When Van Halen was born in 1955 in the Netherlands, his musically minded parents (father Jan Van Halen was a clarinetist, saxophonist and pianist) named him Edward Lodewijk Van Halen in honor of Ludwig Van Beethoven. (Lodewijk is the Dutch equivalent of the German name Ludwig.) But that was just the start of his classical childhood.

After the family moved to Pasadena, Calif., in the early 1960s — with "$50 and a piano," he said during a talk at the Smithsonian's National Museum of American History — his parents enrolled Van Halen in formal lessons for that piano at 6.

But he never learned to read the sheet music, he later explained. Instead, he would mimic the instructor's hand movements and play by ear to realize works by Beethoven and Mozart. During recitals and competitions, he would use memory recall and improvise, earning praise from judges for his stylizations.

While his parents might have wanted a classical career for Van Halen, the lure of rock music turned out to be too strong for him and brother Alex, who also had to take piano lessons. Eventually, they formed the band Van Halen, with Eddie on guitar and Alex on drums, and the rest is rock history.

But Eddie Van Halen's classical sympathies never really went away.

His band's second album included the 1-minute nylon-string guitar solo "Spanish Fly," providing a dazzling display of Van Halen's incredible musicianship and technical wizardry.

In a ranking of Van Halen's 20 greatest solos, Rolling Stone said:

 

An inspired piece of music, "Spanish Fly" was also a warning shot fired to remind the legions of hard-rock guitarists who were beginning to imitate his playing style that he could transcend the genre at will.

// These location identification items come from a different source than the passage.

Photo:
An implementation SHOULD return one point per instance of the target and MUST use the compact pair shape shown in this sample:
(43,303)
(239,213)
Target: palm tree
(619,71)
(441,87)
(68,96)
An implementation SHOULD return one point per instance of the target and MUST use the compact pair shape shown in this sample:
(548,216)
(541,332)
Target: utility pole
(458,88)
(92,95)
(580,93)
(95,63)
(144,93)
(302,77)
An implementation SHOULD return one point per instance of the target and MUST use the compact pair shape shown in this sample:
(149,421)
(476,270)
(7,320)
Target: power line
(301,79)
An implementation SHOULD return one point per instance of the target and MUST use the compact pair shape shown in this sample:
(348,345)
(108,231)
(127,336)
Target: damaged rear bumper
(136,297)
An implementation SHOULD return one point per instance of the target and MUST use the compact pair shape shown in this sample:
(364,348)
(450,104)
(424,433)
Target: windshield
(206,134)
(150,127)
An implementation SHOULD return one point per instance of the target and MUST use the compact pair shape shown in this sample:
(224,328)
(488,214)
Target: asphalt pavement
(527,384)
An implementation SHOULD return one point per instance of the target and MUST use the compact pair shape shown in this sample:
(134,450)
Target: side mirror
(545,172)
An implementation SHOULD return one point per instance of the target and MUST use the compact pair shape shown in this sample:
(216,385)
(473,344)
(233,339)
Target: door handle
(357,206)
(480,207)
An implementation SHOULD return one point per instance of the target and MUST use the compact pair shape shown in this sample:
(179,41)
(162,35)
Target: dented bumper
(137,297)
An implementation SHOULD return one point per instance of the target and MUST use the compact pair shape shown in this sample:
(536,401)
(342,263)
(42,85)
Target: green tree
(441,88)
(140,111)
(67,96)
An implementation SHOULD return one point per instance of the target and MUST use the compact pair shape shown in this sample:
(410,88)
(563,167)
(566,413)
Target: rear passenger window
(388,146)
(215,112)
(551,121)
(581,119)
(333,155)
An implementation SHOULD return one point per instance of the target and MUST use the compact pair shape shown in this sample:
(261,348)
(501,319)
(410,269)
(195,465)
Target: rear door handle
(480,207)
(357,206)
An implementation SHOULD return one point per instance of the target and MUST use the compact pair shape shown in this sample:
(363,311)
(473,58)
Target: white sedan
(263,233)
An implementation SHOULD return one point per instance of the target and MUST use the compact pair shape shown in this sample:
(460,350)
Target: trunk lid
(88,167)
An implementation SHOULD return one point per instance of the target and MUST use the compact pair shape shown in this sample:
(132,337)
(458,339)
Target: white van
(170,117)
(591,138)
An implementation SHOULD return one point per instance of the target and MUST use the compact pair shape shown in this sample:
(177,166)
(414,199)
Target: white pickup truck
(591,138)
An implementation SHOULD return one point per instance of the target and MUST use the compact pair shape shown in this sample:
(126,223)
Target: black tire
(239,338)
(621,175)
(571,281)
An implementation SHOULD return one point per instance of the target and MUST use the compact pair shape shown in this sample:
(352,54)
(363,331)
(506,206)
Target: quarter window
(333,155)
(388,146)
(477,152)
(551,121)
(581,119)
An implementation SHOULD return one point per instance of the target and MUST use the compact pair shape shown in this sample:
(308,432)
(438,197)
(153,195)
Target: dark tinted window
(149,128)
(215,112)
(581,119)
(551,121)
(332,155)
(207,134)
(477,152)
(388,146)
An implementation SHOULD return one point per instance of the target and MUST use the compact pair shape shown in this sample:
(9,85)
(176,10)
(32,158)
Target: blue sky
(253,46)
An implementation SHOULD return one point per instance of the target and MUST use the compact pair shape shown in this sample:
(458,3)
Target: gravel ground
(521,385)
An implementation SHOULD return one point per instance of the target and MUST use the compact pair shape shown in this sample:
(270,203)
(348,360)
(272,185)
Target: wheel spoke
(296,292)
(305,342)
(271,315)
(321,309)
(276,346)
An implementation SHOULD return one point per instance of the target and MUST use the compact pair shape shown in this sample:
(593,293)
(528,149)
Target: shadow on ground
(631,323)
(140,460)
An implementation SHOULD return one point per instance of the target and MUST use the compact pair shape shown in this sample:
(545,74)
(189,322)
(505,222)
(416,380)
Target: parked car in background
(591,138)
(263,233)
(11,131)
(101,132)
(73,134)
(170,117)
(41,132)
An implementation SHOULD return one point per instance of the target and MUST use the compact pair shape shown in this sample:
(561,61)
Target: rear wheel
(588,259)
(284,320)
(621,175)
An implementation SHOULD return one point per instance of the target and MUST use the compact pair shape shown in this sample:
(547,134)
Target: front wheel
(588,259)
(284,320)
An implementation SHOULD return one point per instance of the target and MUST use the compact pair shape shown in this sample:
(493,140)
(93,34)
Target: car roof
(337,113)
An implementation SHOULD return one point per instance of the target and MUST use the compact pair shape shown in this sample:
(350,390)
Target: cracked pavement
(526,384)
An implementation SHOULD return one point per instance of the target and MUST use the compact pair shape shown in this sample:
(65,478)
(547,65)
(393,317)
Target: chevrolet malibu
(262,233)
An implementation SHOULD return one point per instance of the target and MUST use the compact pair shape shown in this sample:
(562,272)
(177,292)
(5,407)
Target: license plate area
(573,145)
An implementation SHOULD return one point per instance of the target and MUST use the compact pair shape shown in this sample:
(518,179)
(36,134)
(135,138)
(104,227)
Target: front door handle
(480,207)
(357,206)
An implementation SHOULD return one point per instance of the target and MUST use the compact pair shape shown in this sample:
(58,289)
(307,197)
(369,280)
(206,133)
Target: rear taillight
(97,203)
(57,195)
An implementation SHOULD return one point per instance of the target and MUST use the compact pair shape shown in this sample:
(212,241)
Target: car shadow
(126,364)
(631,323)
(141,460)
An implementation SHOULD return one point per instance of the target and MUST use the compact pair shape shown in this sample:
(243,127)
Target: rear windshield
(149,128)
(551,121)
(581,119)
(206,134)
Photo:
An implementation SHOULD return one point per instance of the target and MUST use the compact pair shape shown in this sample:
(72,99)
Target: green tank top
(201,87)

Future Ozzy Osbourne guitarist Zakk Wylde, for one, got the message. "The first time I heard 'Spanish Fly,' I remember thinking, 'How can anybody get that … good?'" he says in Abel Sanchez' Van Halen 101. "It was beyond insane."

 

On the band's 1986 tour, Van Halen offered a rock version of his namesake composer's Für Elise — with his trademark flourishes, of course:

Another classical connection hit closer to home. When Van Halen and then-wife Valerie Bertinelli had a son in 1991, they named him Wolfgang in honor of another great composer, Wolfgang Amadeus Mozart.

Rest in peace, Eddie Van Halen — the heart of a rock legend, the soul of a classical great.